This is why you shouldn’t overuse emojis in social media.
🔗 Taken from the UK’s Royal National Institute of Blind People https://www.rnib.org.uk/
This is why you shouldn’t overuse emojis in social media.
🔗 Taken from the UK’s Royal National Institute of Blind People https://www.rnib.org.uk/
@Aday People shouldn't suffer from shitty software – demand better.
This is 100% a software issue that screen reader vendors need to fix.
@Aday I reject your insinuation that I'm not empathetic – you and me not writing like that (I don't write like this) is not changing anything in the grand scheme of things.
Even if *everyone* stopped writing like that, we still would have a huge corpus of pre-2024-07-18 text "written like that".

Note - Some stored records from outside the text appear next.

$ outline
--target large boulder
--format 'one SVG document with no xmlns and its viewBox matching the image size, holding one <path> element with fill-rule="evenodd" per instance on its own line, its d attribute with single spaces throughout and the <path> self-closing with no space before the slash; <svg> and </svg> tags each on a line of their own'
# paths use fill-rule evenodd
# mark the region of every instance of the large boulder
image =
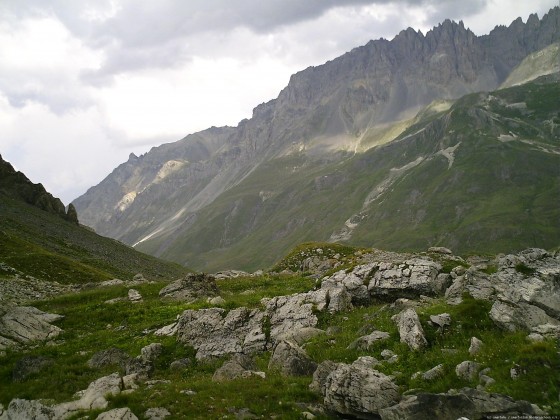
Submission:
<svg viewBox="0 0 560 420">
<path fill-rule="evenodd" d="M 374 274 L 368 285 L 369 293 L 378 299 L 417 298 L 438 293 L 436 278 L 441 265 L 427 259 L 413 258 L 402 263 L 373 265 Z"/>
<path fill-rule="evenodd" d="M 189 273 L 161 289 L 159 296 L 164 299 L 194 302 L 197 299 L 218 296 L 219 293 L 214 276 Z"/>
<path fill-rule="evenodd" d="M 177 340 L 193 346 L 197 359 L 236 353 L 253 353 L 266 348 L 264 314 L 245 307 L 227 312 L 222 308 L 186 310 L 177 323 Z"/>
<path fill-rule="evenodd" d="M 6 305 L 0 308 L 0 350 L 57 337 L 62 329 L 52 325 L 64 318 L 32 306 Z"/>
<path fill-rule="evenodd" d="M 428 345 L 418 314 L 412 308 L 405 309 L 392 317 L 397 324 L 401 342 L 412 350 L 420 350 Z"/>
<path fill-rule="evenodd" d="M 379 410 L 400 400 L 392 378 L 373 369 L 373 358 L 360 358 L 351 365 L 340 363 L 327 376 L 325 407 L 343 416 L 372 418 Z"/>
<path fill-rule="evenodd" d="M 379 411 L 382 420 L 456 420 L 497 417 L 540 416 L 545 414 L 526 401 L 515 401 L 501 394 L 471 388 L 458 393 L 418 393 L 409 395 L 392 407 Z"/>
<path fill-rule="evenodd" d="M 268 368 L 278 369 L 284 376 L 305 376 L 315 372 L 317 363 L 296 343 L 280 341 L 274 347 Z"/>
</svg>

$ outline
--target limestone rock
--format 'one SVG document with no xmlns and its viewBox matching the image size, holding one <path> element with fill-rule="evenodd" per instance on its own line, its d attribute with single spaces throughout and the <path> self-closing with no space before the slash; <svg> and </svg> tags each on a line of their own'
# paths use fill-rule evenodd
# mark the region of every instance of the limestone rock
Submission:
<svg viewBox="0 0 560 420">
<path fill-rule="evenodd" d="M 186 310 L 177 325 L 179 342 L 193 346 L 197 359 L 252 353 L 266 347 L 264 314 L 244 307 Z"/>
<path fill-rule="evenodd" d="M 374 331 L 371 334 L 357 338 L 348 346 L 349 350 L 369 350 L 375 343 L 387 340 L 390 337 L 385 331 Z"/>
<path fill-rule="evenodd" d="M 6 305 L 0 309 L 0 345 L 29 344 L 57 337 L 62 330 L 54 325 L 62 315 L 49 314 L 32 306 Z M 1 349 L 2 347 L 0 347 Z"/>
<path fill-rule="evenodd" d="M 442 364 L 437 365 L 430 370 L 427 370 L 422 374 L 422 379 L 425 381 L 433 381 L 434 379 L 440 378 L 445 373 L 445 368 Z"/>
<path fill-rule="evenodd" d="M 422 324 L 414 309 L 405 309 L 394 315 L 392 319 L 397 324 L 402 343 L 408 344 L 412 350 L 420 350 L 428 345 Z"/>
<path fill-rule="evenodd" d="M 313 372 L 313 380 L 309 384 L 309 389 L 317 394 L 325 395 L 325 386 L 327 383 L 327 377 L 333 372 L 339 363 L 333 362 L 331 360 L 325 360 L 319 363 L 315 372 Z"/>
<path fill-rule="evenodd" d="M 183 358 L 183 359 L 178 359 L 178 360 L 172 361 L 171 364 L 169 365 L 169 369 L 171 369 L 171 370 L 185 370 L 186 368 L 188 368 L 191 365 L 192 365 L 191 359 Z"/>
<path fill-rule="evenodd" d="M 526 401 L 472 388 L 445 394 L 409 395 L 392 407 L 379 411 L 382 420 L 482 419 L 492 416 L 538 416 L 545 414 Z"/>
<path fill-rule="evenodd" d="M 98 415 L 95 420 L 138 420 L 130 408 L 115 408 Z"/>
<path fill-rule="evenodd" d="M 448 313 L 430 315 L 430 321 L 436 324 L 439 328 L 443 329 L 451 325 L 451 315 L 449 315 Z"/>
<path fill-rule="evenodd" d="M 151 343 L 140 350 L 142 360 L 153 363 L 163 353 L 163 345 L 161 343 Z"/>
<path fill-rule="evenodd" d="M 484 343 L 476 337 L 471 337 L 471 345 L 469 346 L 469 354 L 474 356 L 478 354 L 484 346 Z"/>
<path fill-rule="evenodd" d="M 163 420 L 170 415 L 169 410 L 163 407 L 148 408 L 144 413 L 146 420 Z"/>
<path fill-rule="evenodd" d="M 250 376 L 261 376 L 263 372 L 255 372 L 255 364 L 250 356 L 245 354 L 235 354 L 225 362 L 212 376 L 214 382 L 231 381 L 238 378 L 248 378 Z"/>
<path fill-rule="evenodd" d="M 472 381 L 478 376 L 478 371 L 480 370 L 480 365 L 476 362 L 466 360 L 459 363 L 455 367 L 455 373 L 460 379 L 465 379 L 467 381 Z"/>
<path fill-rule="evenodd" d="M 118 373 L 113 373 L 93 381 L 86 390 L 81 391 L 80 399 L 55 405 L 56 417 L 66 418 L 81 410 L 98 410 L 107 407 L 108 395 L 121 392 L 122 380 Z"/>
<path fill-rule="evenodd" d="M 324 404 L 341 415 L 369 418 L 400 400 L 398 386 L 363 361 L 338 364 L 325 382 Z"/>
<path fill-rule="evenodd" d="M 268 368 L 278 369 L 284 376 L 304 376 L 311 375 L 317 363 L 296 343 L 280 341 L 272 352 Z"/>
<path fill-rule="evenodd" d="M 140 294 L 140 292 L 138 290 L 130 289 L 128 291 L 128 300 L 130 300 L 133 303 L 141 302 L 142 301 L 142 295 Z"/>
<path fill-rule="evenodd" d="M 560 325 L 541 308 L 524 302 L 496 301 L 490 310 L 490 318 L 508 331 L 531 330 L 544 324 Z"/>
<path fill-rule="evenodd" d="M 436 294 L 435 280 L 441 265 L 431 260 L 413 258 L 404 263 L 378 263 L 368 285 L 372 297 L 380 299 L 418 298 Z M 371 271 L 370 271 L 371 273 Z"/>
<path fill-rule="evenodd" d="M 213 276 L 204 273 L 189 273 L 186 277 L 174 281 L 160 290 L 159 296 L 183 302 L 219 295 L 218 286 Z"/>
<path fill-rule="evenodd" d="M 8 409 L 0 415 L 1 420 L 53 420 L 56 412 L 39 401 L 14 398 L 10 401 Z"/>
<path fill-rule="evenodd" d="M 226 300 L 221 296 L 216 296 L 213 298 L 208 298 L 208 303 L 214 306 L 220 306 L 226 303 Z"/>
<path fill-rule="evenodd" d="M 276 337 L 277 341 L 293 341 L 298 346 L 306 343 L 312 338 L 324 335 L 326 332 L 319 328 L 303 327 L 296 330 L 287 331 Z"/>
</svg>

Emojis were encoded in Unicode in 2010. There is zero excuse for software vendors not getting their shit together for 15 years.
Tech should serve humans, not the other way around.
@soc That’s a really fair point, and to be clear, I wasn’t implying you’re not empathetic.
You’re right in that even if people who write like this stopped doing it, there’s plenty of “damage” already done. According to what I have seen, it seems to be true that screen reading software could use some help to put it lightly.
The question is, given that all of that is out of our control, should we use it as an excuse to avoid making things easier for others, or make them easy while demanding?
@soc Maybe I’m going too far, but I feel like we can draw a parallel here with climate change. Personally, I’m dissatisfied with big corps and certain countries not doing enough to fight climate change where it would make a real impact.
That doesn’t stop me from doing my part, even if it doesn’t seem to change anything. I apply the same mindset when it comes to accessibility, as much as I can. But yeah, tech should make this easier somehow, ideally.